In other words, I would like to find an expression which finds a permutation of rows in A, such that if i < j, then I would like this to be true after sorting:
(A[i, 0] < A[j, 0]) or ((A[i, 0] == A[j, 0]) and (A[i, 1] <= A[j, 1])

For example, let’s suppose I have the following tensor:

a = torch.FloatTensor(
   [[5, 5],
    [5, 3],
    [3, 5],
    [6, 4],
    [3, 7]])

and after sorting by pairs I would like to have:

[[3, 5]
 [3, 7],
 [5, 3],
 [5, 5],
 [6, 4]])

At the same time, torch.sort sorts each column as a separate 1D tensor:

In[]: A.sort(axis=0)
Out[]: 
torch.return_types.sort(
values=tensor([[3., 3.],
        [3., 4.],
        [5., 5.],
        [5., 5.],
        [6., 7.]]),
indices=tensor([[2, 1],
        [4, 3],
        [0, 0],
        [1, 2],
        [3, 4]]))

Is there any way to do this in PyTorch?
Thank you.

Hi,

Do you know the maximum value that can be contained in the Tensor? Can the values be negative?

Hi @albanD,
Let’s suppose that I know the maximum value and the values cannot be negative (I can always renormalize values in my tensor this way).

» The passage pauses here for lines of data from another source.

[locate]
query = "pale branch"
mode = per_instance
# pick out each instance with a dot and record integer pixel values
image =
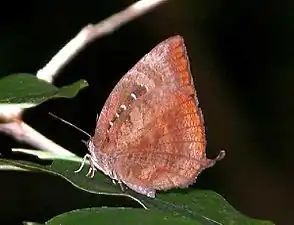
(23, 132)
(92, 32)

The values can be of float type.

If you know the max value as M, then you can do:

augmented_a = a.select(1, 0) * M + a.select(1, 1)
ind = augmented_a.sort().indices

res = a.index_select(0, ind)

(I didn’t test it but that should work :slight_smile:)

If you don’t know the max, you can play similar tricks if you have a max number of digit and converting them to strings :wink:

Thank you!
This works indeed, but I think it can result in some precision loss in some cases. For example, in my particular case the first column has integer values (of type long) and the second column has floating-point type values (float32). When I construct augmented_a, I get a floating-point type 1D array, and only integers in [-16777216, 16777216] can be represented in float32 without precision loss (according to Wikipedia). a.select(1, 0) * M can contain large numbers like these if M is large.
Maybe there is a more suitable way?

Yes, this is only the simple solution in the case where numbers are small.
It has the advantage to be fast and only using tensor-wide operations.

I’m not sure how to do this efficiently though.
If you find an efficient algorithm that mostly uses matrices (from numpy or matlab) that does this, do link it here, I’m sure we can adapt it to pytorch.

In NumPy I could do this via sorting by the 2nd column then stable sorting by the 1st column:

In [54]: a = np.array(
    ...:     [[5, 5],
    ...:      [5, 3],
    ...:      [3, 5],
    ...:      [6, 4],
    ...:      [3, 7]])
    ...:      

In [55]: inner_sorting = np.argsort(a[:, 1])    # here it does not matter whether we do it in stable way or not

In [56]: a_inner_sorted = a[inner_sorting]

In [57]: a_inner_sorted
Out[57]: 
array([[5, 3],
       [6, 4],
       [5, 5],
       [3, 5],
       [3, 7]])

In [58]: outer_sorting = np.argsort(a_inner_sorted[:, 0], kind='stable')

In [59]: a_outer_sorted = a_inner_sorted[outer_sorting]

In [60]: a_outer_sorted
Out[60]: 
array([[3, 5],
       [3, 7],
       [5, 3],
       [5, 5],
       [6, 4]])

However I have not found any stable sort in PyTorch. Maybe there is a way to perform stable sort in PyTorch? If so, this method would work for columns of any type I think.

1 Like

Right, unfortunately we don’t have stable sort implemented.
There are already some discussion on adding stable sorts (for topk for example: https://github.com/pytorch/pytorch/issues/27542).
If this is really a blocker for you, you can open a new issue to add a stable sort explaining your use case.

1 Like

Great, I will post an issue on GitHub. I could get by with the simple solution, but it might lead to precision loss, so it’s not suitable for me in all cases.
Thank you!

1 Like

In case someone comes looking here, the NumPy solution mentioned by @seva100 now works with PyTorch. Just use the stable=True keyword argument.